Williams is a sex offender who was, in turn, offended mightily by their plan. According to him, he made one mistake in his life — touching an under-aged girl — and he spent three years in prison. He was released in 2002 and his probation sentence doesn't end till next year. He said he served in the Army, in Korea and Vietnam. He pays taxes. He's tired of being treated this way. He's still a citizen, he said. So he came from his house in Wesley Chapel to give the commissioners a piece of his mind.
He stood up.
"I'm Cleve Williams and I'm a registered sex offender," he said.
If sex offenders have no place to live, he asked, what will happen?
"When we live in the woods and form as a pack, like wild dogs, how are you going to keep track of us?" he asked.
He likened the proposed ordinance to the Salem witch trials of the 17th century. The ordinance states sex offenders and predators convicted of certain crimes against children cannot live within 1,500 feet of a school, day care center, public or private park and bus stops. The state buffer is only 1,000 feet and does not include bus stops.
There are 37 bus stops in San Antonio, which has about 1,000 residents. One of the citizens is a registered sex offender. He was not at the meeting Tuesday night.
Increasing the distance to 1,500 feet and adding bus stops — which often move and change — virtually bans sex offenders from the entire town.
"I'm here to be against it," Williams said, "and I think it's wrong."
The meeting was at City Hall, in a small room which fits about a dozen or so folding chairs.
Another man, a resident sitting in front, stood up.
"I was molested at 12 years old," said Thomas Knight.
He didn't plan on speaking. He certainly didn't think he would be sharing something so private. But he felt he needed to. "That man who molested me ruined me for years," he said, although he didn't say where the abuse happened.
"It still haunts me sometimes."
He said he's worked through it. He found God and can forgive. But, he also said he believes citizens have a duty to protect their children.
"If someone molested my children," Knight said, "they would never find the body."
Another man spoke, a sex offender from Dade City: Michael Rizzi, whose offense was looking at child pornography online. He said he feels awful for what Knight went through.

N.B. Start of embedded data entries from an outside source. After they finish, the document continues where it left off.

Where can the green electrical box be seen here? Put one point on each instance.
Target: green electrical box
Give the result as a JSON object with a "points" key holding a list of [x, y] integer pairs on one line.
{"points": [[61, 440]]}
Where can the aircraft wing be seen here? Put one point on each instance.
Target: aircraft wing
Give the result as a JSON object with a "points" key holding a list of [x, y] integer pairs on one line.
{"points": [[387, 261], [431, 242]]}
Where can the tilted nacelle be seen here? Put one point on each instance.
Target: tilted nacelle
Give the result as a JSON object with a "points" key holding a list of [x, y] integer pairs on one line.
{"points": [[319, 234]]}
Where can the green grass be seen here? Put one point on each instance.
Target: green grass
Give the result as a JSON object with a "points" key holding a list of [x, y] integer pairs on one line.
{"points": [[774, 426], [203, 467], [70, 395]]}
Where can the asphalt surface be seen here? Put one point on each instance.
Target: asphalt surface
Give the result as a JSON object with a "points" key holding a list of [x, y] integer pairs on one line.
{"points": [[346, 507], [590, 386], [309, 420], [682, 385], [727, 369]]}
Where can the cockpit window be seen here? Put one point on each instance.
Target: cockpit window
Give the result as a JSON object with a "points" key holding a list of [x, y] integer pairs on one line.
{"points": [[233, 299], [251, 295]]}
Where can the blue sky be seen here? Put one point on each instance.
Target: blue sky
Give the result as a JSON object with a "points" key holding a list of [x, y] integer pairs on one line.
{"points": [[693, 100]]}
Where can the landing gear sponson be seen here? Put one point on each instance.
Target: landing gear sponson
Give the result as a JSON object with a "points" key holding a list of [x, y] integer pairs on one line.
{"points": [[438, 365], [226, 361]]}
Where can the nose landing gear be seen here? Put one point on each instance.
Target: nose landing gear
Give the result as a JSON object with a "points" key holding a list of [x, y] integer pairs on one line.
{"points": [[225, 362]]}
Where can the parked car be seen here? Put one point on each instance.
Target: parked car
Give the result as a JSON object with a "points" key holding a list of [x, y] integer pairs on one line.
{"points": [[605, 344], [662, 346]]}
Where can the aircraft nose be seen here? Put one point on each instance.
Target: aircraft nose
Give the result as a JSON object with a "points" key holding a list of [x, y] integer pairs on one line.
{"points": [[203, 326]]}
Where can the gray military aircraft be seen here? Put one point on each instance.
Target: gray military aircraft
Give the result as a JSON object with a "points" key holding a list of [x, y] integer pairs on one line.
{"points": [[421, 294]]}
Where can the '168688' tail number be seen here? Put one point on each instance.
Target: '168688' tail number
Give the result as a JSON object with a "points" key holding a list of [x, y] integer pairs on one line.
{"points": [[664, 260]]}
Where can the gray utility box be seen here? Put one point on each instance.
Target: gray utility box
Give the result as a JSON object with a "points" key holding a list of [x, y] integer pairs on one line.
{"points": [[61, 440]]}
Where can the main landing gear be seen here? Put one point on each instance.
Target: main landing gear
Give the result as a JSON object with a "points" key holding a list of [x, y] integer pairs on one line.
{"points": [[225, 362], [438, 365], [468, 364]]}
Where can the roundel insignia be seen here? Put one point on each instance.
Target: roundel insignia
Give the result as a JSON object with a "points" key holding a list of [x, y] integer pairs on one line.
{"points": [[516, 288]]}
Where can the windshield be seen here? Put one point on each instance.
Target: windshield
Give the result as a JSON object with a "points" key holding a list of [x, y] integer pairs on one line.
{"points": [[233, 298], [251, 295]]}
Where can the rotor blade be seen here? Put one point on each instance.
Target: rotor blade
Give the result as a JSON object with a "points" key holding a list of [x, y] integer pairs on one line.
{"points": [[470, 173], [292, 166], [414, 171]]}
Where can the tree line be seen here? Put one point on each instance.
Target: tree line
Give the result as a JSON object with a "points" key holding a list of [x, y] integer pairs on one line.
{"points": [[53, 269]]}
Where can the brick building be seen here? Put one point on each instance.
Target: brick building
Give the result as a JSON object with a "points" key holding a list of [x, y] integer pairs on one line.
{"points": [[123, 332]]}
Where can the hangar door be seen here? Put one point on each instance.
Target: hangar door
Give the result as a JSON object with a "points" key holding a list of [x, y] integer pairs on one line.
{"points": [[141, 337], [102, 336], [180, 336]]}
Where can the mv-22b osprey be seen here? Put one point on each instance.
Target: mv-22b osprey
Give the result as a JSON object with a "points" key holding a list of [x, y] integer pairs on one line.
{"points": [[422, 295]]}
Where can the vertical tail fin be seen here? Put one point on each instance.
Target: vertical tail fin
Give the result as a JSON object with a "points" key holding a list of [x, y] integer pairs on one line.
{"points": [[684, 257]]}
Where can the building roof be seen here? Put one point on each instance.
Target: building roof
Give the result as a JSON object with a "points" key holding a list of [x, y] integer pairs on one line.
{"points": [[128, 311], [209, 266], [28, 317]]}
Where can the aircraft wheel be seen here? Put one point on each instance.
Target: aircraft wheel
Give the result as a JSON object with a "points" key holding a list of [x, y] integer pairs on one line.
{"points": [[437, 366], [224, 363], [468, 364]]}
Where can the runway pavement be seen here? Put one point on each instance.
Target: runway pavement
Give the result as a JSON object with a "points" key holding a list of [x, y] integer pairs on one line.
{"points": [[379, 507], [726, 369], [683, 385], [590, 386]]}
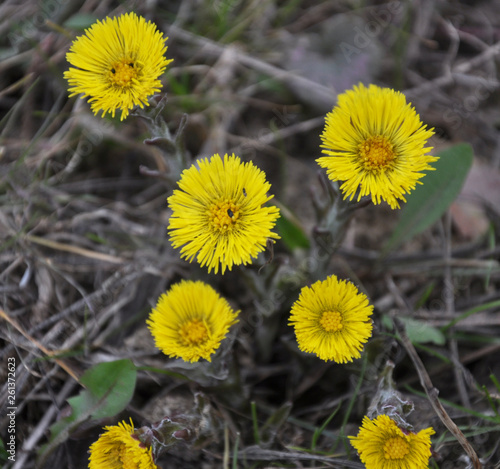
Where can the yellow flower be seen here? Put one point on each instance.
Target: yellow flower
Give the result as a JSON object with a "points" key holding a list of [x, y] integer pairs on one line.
{"points": [[190, 321], [381, 444], [119, 448], [119, 61], [332, 320], [375, 142], [217, 213]]}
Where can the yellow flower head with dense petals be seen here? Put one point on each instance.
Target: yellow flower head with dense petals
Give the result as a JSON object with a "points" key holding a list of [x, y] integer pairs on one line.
{"points": [[381, 444], [119, 448], [218, 214], [375, 144], [119, 61], [190, 321], [332, 319]]}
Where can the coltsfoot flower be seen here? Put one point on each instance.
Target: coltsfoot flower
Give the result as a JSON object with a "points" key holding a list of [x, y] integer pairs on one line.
{"points": [[218, 215], [190, 321], [375, 144], [332, 319], [381, 444], [119, 448], [119, 61]]}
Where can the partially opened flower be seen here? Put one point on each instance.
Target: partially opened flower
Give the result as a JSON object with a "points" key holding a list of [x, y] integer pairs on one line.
{"points": [[375, 144], [332, 319], [119, 448], [218, 214], [190, 321], [118, 62], [381, 444]]}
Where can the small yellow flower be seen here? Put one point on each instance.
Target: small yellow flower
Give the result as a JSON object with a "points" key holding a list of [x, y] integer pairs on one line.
{"points": [[190, 321], [218, 214], [375, 143], [332, 319], [381, 444], [119, 448], [119, 61]]}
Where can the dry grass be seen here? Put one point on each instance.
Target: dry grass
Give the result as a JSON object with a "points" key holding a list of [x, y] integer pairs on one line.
{"points": [[83, 215]]}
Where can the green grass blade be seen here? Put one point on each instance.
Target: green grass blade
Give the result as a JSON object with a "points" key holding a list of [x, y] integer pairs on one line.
{"points": [[429, 201]]}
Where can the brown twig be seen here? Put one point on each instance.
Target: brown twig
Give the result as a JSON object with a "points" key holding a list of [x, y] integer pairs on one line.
{"points": [[37, 344], [432, 394]]}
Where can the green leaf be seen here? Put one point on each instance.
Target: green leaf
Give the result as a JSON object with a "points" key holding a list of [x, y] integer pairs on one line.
{"points": [[109, 388], [430, 200], [80, 21], [420, 332]]}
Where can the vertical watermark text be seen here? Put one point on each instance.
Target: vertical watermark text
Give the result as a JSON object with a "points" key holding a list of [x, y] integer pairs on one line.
{"points": [[11, 408]]}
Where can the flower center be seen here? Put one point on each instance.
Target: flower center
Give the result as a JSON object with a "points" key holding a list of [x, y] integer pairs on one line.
{"points": [[224, 215], [396, 448], [376, 153], [123, 73], [193, 332], [331, 321]]}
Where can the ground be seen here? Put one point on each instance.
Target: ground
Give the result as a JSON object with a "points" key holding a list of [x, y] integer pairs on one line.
{"points": [[85, 252]]}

Still, he doesn't believe in bans. People whose offenses were "flashing to seeing something inappropriate on the Internet to rape to the most horrid things you can imagine — they are all being painted with the same brush," Rizzi said.
"It's not an answer."
The commissioners, who had discussed the measure at previous meetings, unanimously approved the ordinance Tuesday night without further comment.
It went into effect immediately. The one sex offender who lives in town will not be affected because he moved there before the measure was enacted.
San Antonio is one of many Florida cities that have passed such ordinances. Sex offenders in Miami-Dade were forced to live under a bridge after the area increased its buffer to 2,500 feet and added school bus stops.
The American Civil Liberties Union sued Miami-Dade County. The case was dismissed and the court of appeals affirmed, making it legal across the state for municipalities to enact residency restrictions that exceed the state's, said Baylor Johnson with the Florida ACLU. He said that decision will remain unless another district court of appeal and the Supreme Court of Florida decides otherwise.
Howard Simon, executive director of the ACLU of Florida, said this is a statewide problem. "Because the Legislature has allowed local communities to create a patchwork of local residency ordinances, many of which exceed the buffer zones that are required by state law, as predictable as night follows the day, Florida will be faced with a homelessness, public health and public safety crisis," Simon said in an e-mail.
"The effect will be that some released sex offenders will abscond, go underground or in other ways evade supervision by the Department of Corrections — making our families less safe."
Up next for the town: A ban on prescription pill clinics. There aren't any in San Antonio yet.